Don't Pass Up the Gingerbread in Passau, Germany

FOURTH GENERATION CARRIES ON TRADITION OF BAKING GINGERBREAD

Photos and text by Martha Christopherson

PASSAU, Germany - Before gingerbread became the iconic cookie of the holiday season, it was considered the most basic of sweets for centuries in Europe and nowhere have I found the gingerbread sweeter than at Confiserie & Café Simon in Passau, Germany, where the same family has been baking cookies for four generations.

Passau, located near the border to Austria and situated at the confluence of three rivers, the Danube, Inn and Ilz, is a colorful city with Italian-baroque architecture so ornate that some of its buildings actually reminded me of gingerbread houses. It was down a winding, cobblestone street that I found the sunny, yellow façade of this sweet shop.

Inside, the white, multi-arched ceiling and honey-colored walls left me with the feeling of walking into a beehive, which is apropos, considering the contribution bees have made to this family business. In early times, it was typical for confectioners to make use of any by-product from the honey used to sweeten their baked goods, so many made and sold candles too. This explained the motif on the iron sign I noticed hanging above the entry—a beehive flanked by two candles swinging below a teetering cup and saucer.
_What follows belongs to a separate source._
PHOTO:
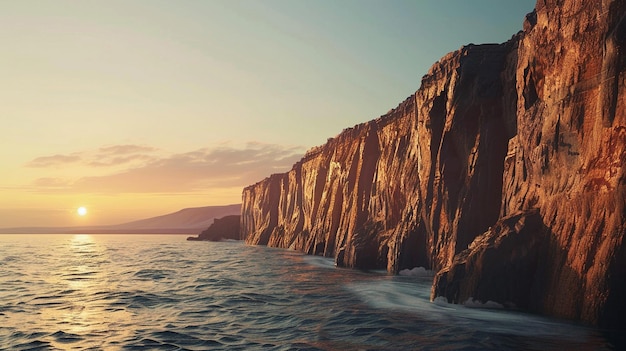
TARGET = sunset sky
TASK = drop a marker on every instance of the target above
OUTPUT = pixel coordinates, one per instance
(134, 109)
During the Christmas season, it’s not unusual to find Walter Simon, the patriarch, and his two sons, Walter Jr. and Frank, giving demonstrations on how to make gingerbread in the old style once practiced by their grandfathers. Frank and his father showed me how to make Honiglebkuchen, gingerbread cookies made with similar ingredients used centuries ago. Frank rolled out the dough and cut cookies in the shapes of rocking horses, stars, angels and hearts and slid the baking sheet into the oven. Once cooled, the cookies were decorated with almonds, dried fruit, and icing. Because the cookies are made with all-natural ingredients, they can be enjoyed warm or used as gifts or ornaments to hang on a Christmas tree. “Our simple recipe of rye flour, honey and spices ensures the gingerbread will last,” explained Walter.
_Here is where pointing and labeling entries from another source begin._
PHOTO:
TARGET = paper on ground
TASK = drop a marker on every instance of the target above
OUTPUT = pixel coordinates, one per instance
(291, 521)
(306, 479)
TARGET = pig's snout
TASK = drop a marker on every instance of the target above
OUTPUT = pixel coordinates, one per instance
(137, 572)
Other types of gingerbread cookies baked at Simon include Gweuerzlebkuchen, sweetened with sugar and molasses and Elisen Lebkuchen, sweetened with sugar and marzipan. On my visit, I tried the traditional Honiglebkuchen with a cup of coffee in the café. As I enjoyed my mid-morning treat, I watched the buzz o activity at the curvaceous, glass counter where dozens of truffles, candied fruit, and strudels tempted patrons ordering items to go.
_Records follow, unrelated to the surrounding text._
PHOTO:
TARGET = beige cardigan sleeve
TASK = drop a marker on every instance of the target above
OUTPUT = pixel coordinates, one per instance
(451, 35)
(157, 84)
I took my time savoring the sweet gingerbread and never once did anyone try to rush me from my table. The Germans have a wonderful word for this—gemütlichkeit—which basically means you’re welcome to linger for as long as you like and no one will shoo you from your table.

One of the most whimsical cookies at Simon is the Passauer Toppel—a gingerbread cookie made of Honigleckuchen with a marzipan face of the “Passau’s Fool”. According to the legend, in 1662 the St. Stephen statue fell from the namesake cathedral in Passau and only the head remained in one piece. Although the head looks fine, the local joke is that the statue has not really been in his right mind since.

The Cathedral of St. Stephen houses one the world’s largest organs with almost 18,000 pipes and it can be heard every Wednesday and Saturday at noon during Advent. Also, during Advent, Passau celebrates the season with a Christmas Market held in the Domplatz, the cathedral square, from November 28 to December 23.

Making gingerbread has kept the Simon family busy for generations and as Simon Sr. likes to boast, “The fifth generation has already begun to arrive.” For me, it had been the perfect place to settle in on a cold, winter day and practice the art of gemütlichkeit with a cup of coffee and my favorite cookie of the season.